RET-MAP: An International Multicenter Study on Clinicobiologic Features and Treatment Response in Patients With Lung Cancer Harboring a RET Fusion

• Published in: Journal of thoracic oncology Vol. 18; no. 5; pp. 576 - 586
• Main Authors: Aldea, Mihaela, Marinello, Arianna, Duruisseaux, Michael, Zrafi, Wael, Conci, Nicole, Massa, Giacomo, Metro, Giulio, Monnet, Isabelle, Gomez Iranzo, Patricia, Tabbo, Fabrizio, Bria, Emilio, Guisier, Florian, Vasseur, Damien, Lindsay, Colin, Ponce-Aix, Santiago, Cousin, Sophie, Citarella, Fabrizio, Fallet, Vincent, Minatta, Jose Nicolas, Eisert, Anna, de Saint Basile, Hortense, Audigier-Valette, Clarisse, Mezquita, Laura, Calles, Antonio, Mountzios, Giannis, Tagliamento, Marco, Remon Masip, Jordi, Raimbourg, Judith, Terrisse, Safae, Russo, Alessandro, Cortinovis, Diego, Rochigneux, Philippe, Pinato, David James, Cortellini, Alessio, Leonce, Camille, Gazzah, Anas, Ghigna, Maria-Rosa, Ferrara, Roberto, Dall’olio, Filippo Gustavo, Passiglia, Francesco, Ludovini, Vienna, Barlesi, Fabrice, Felip, Enriqueta, Planchard, David, Besse, Benjamin
• Format: Journal Article
• Language: English
• Published: Lippincott, Williams & Wilkins 01.05.2023
• Subjects: Cancer; Human health and pathology; Immunology; Immunotherapy; Life Sciences; Pharmaceutical sciences; Pharmacology; Pulmonology and respiratory tract; Santé publique et épidémiologie; Non–small cell lung cancer; Chemotherapy; RET fusion; Immunotherapy; RET inhibitors
• ISSN: 1556-0864; 1556-1380
• DOI: 10.1016/j.jtho.2022.12.018

Introduction: Nearly 1% to 2% of NSCLCs harbor RET fusions. Characterization of this rare population is still incomplete.Methods: This retrospective multicenter study included patients with any-stage RET positive (RET+) NSCLC from 31 cancer centers. Molecular profiling included DNA/RNA sequencing or fluorescence in situ hybridization analyses.

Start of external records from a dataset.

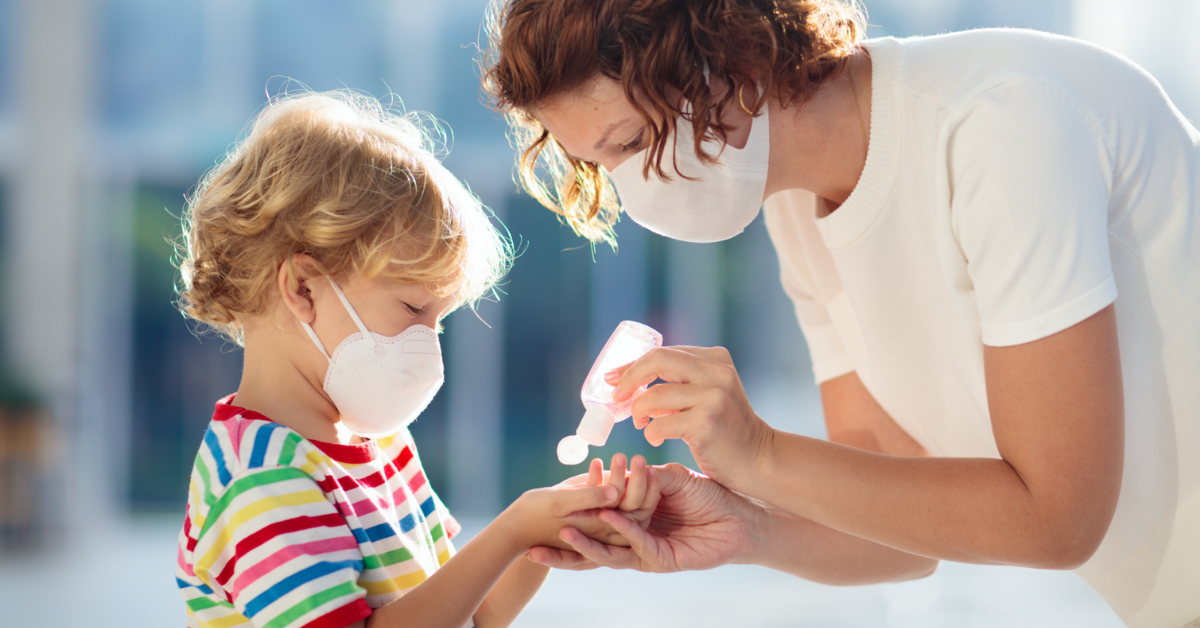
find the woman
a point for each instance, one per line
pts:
(993, 243)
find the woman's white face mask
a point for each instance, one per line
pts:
(717, 203)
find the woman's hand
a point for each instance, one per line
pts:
(697, 525)
(703, 404)
(639, 496)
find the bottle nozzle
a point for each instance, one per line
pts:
(597, 424)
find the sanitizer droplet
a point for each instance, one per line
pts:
(573, 450)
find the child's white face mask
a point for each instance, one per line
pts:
(378, 383)
(715, 204)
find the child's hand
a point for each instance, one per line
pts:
(640, 495)
(538, 515)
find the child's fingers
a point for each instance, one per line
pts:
(586, 498)
(559, 558)
(635, 486)
(595, 472)
(653, 490)
(617, 473)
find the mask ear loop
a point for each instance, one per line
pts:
(354, 315)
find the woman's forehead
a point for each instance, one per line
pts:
(589, 118)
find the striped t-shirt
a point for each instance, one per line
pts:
(282, 531)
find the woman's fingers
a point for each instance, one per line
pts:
(586, 498)
(671, 364)
(635, 486)
(641, 543)
(595, 472)
(617, 473)
(665, 399)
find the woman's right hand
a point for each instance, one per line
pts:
(703, 404)
(697, 525)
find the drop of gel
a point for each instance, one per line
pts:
(573, 450)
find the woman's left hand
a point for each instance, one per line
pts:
(703, 404)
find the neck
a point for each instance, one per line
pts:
(279, 383)
(821, 144)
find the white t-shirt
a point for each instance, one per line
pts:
(1015, 184)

Clinicobiological features and treatment outcomes (per investigator) with surgery, chemotherapy (CT), immune checkpoint blockers (ICBs), CT-ICB, multityrosine kinase inhibitors, and RET inhibitors (RETis) were evaluated.Results: For 218 patients included between February 2012 and April 2022, median age was 63 years, 56% were females, 93% had adenocarcinoma, and 41% were smokers. The most frequent fusion partner was KIF5B (72%). Median tumor mutational burden was 2.5 (range: 1–4) mutations per megabase, and median programmed death-ligand 1 expression was 10% (range: 0%–55%). The most common metastatic sites were the lung (50%), bone (43%), and pleura (40%). Central nervous system metastases were found at diagnosis of advanced NSCLC in 21% of the patients and at last follow-up or death in 31%. Overall response rate and median progression-free survival were 55% and 8.7 months with platinum doublet, 26% and 3.6 months with single-agent CT, 46% and 9.6 months with CT-ICB, 23% and 3.1 months with ICB, 37% and 3 months with multityrosine kinase inhibitor, and 76% and 16.2 months with RETi, respectively. Median overall survival was longer in patients treated with RETi versus no RETi (50.6 mo [37.7–72.1] versus 16.3 mo [12.7–28.8], p < 0.0001).Conclusions: Patients with RET+ NSCLC have mainly thoracic and bone disease and low tumor mutational burden and programmed death-ligand 1 expression. RETi markedly improved survival, whereas ICB may be active in selected patients.